This repository contains an MS pulling workflow that uses the SLURM requeue functionality to continually attempt to pull MS data from the SARAO archive via katdal's mvftoms.py
script. Katdal introduced new functionality with version 0.20.1 to resume the pulling of MS data from a previously incomplete transfer, by taking the last written dump, removing it, and continuing from there. Katdal also introduced additional features to improve the stablility of remote transfers (see issue here and pull request here). Known issues with this approach are listed below.
This workflow requires katdal as a software dependency, which can simply be installed following the instructions documented here. It also requires the requeue-MS-transfer.sbatch
and check_data.py
scripts to be in your working directory.
The script basically relies on check_data.py
crashing when the MS is incomplete, which only really checks the metadata with CASA's msmd tool. However, msmd is very good at crashing when the MS isn’t intact due to all the data integrity checks it does up-front.
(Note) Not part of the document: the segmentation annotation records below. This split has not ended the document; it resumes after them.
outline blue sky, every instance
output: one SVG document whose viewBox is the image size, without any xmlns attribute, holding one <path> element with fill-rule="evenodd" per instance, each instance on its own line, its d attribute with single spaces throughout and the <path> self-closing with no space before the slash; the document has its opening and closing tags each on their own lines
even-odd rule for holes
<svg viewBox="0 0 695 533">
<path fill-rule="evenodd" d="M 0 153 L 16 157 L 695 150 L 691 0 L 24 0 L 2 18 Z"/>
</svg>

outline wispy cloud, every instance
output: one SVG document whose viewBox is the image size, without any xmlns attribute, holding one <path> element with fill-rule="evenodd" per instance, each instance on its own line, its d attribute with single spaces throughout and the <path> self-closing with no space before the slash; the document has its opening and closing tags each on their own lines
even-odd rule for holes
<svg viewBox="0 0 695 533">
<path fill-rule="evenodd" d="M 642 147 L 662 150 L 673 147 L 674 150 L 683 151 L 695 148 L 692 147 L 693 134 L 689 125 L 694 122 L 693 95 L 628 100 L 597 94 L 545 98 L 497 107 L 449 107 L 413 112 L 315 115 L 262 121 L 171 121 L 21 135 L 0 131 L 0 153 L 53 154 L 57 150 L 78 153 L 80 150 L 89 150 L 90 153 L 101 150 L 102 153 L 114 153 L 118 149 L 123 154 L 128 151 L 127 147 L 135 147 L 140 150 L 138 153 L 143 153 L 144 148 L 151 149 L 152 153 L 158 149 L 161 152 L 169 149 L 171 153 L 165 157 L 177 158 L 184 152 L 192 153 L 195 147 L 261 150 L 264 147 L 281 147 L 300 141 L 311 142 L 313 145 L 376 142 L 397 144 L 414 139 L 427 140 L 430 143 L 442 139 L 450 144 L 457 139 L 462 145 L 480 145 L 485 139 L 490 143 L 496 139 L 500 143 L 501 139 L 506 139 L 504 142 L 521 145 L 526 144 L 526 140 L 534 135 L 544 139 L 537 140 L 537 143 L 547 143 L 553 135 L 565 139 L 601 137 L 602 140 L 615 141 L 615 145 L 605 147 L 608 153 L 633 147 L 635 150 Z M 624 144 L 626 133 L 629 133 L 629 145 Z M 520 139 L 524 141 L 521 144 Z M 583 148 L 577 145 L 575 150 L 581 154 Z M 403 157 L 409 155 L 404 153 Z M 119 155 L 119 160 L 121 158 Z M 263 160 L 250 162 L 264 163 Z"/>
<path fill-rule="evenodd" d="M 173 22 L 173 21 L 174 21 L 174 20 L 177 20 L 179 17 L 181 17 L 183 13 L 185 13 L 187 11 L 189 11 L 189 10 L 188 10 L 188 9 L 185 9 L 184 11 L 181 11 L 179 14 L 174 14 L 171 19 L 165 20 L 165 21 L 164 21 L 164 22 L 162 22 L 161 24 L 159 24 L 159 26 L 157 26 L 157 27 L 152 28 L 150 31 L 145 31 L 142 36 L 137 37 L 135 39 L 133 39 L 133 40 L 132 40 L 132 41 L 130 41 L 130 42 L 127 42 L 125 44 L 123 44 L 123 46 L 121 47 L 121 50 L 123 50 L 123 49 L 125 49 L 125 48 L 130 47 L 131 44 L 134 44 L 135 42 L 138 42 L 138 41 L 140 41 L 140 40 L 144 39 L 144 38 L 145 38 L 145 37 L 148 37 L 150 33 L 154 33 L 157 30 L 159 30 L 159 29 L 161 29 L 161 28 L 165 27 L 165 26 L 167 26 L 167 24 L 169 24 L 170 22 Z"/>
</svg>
The workflow is run by passing in an RDB link, which is copied to your clipboard when clicking the very left hand icon on the SARAO archive for the CBID of interest (only shown when data is on disk and not tape), which will be labelled as "32KW", "4KW", "UHF", or similar, like so:
./requeue-MS-transfer.sh https://archive-gw-1.kat.ac.za/0123456789/0123456789_sdp_l0.full.rdb?token=blah
After passing in the RDB link as the first argument, the workflow will also take any mvftoms.py
selection parameters passed in. For example:
./requeue-MS-transfer.sh https://archive-gw-1.kat.ac.za/0123456789/0123456789_sdp_l0.full.rdb?token=blah --flags=cam,data_lost -C 0,21591 -p HH,VV -a
Finally, using CBID 1680420378, a full example with the RDB link and its token (now expired) is provided below:
./requeue-MS-transfer.sh https://archive-gw-1.kat.ac.za/1680420378/1680420378_sdp_l0.full.rdb?token=eyJ0eXAiOiJKV1QiLCJhbGciOiJFUzI1NiJ9.eyJpc3MiOiJrYXQtYXJjaGl2ZS5rYXQuYWMuemEiLCJhdWQiOiJhcmNoaXZlLWd3LTEua2F0LmFjLnphIiwiaWF0IjoxNzA2MTU0ODMzLCJwcmVmaXgiOlsiMTY4MDQyMDM3OCJdLCJleHAiOjE3MDY3NTk2MzMsInN1YiI6ImpvcmRhbkBpZGlhLmFjLnphIiwic2NvcGVzIjpbInJlYWQiXX0.iGZuC2RAga8acD0i5cYZCN_6FsOc5vKn9I7uqMjH2Ezn5emtZoB9tkhyyFUzhrpMFBD7BdtYXfUz_wR4g78oEw -f --flags=cam,data_lost -a --chanbin=8 --quack=1
Upon launching the script, the SLURM job name will be updated to transfer_MS_${CBID}
, a confirmation of the job launching will be output, displaying the CBID, and the email provided in the sbatch header will be emailed when the job starts, ends, fails, and/or hits the 80% time limit (BEGIN,END,FAIL,TIME_LIMIT_80
).
If the workflow is interrupted, such as timing out, running out of memory, or crashing, it usually leaves the MS in a corrupt state, and any attempts to resume the transfer with katdal with fail. This is as opposed to katdal experiencing a connection issue, and although these are uncommon since the improvements mentioned above, katdal can still resume a transfer following such an error. Some more information and possible future katdal development to get around leaving the MS in a corrupted state is listed here.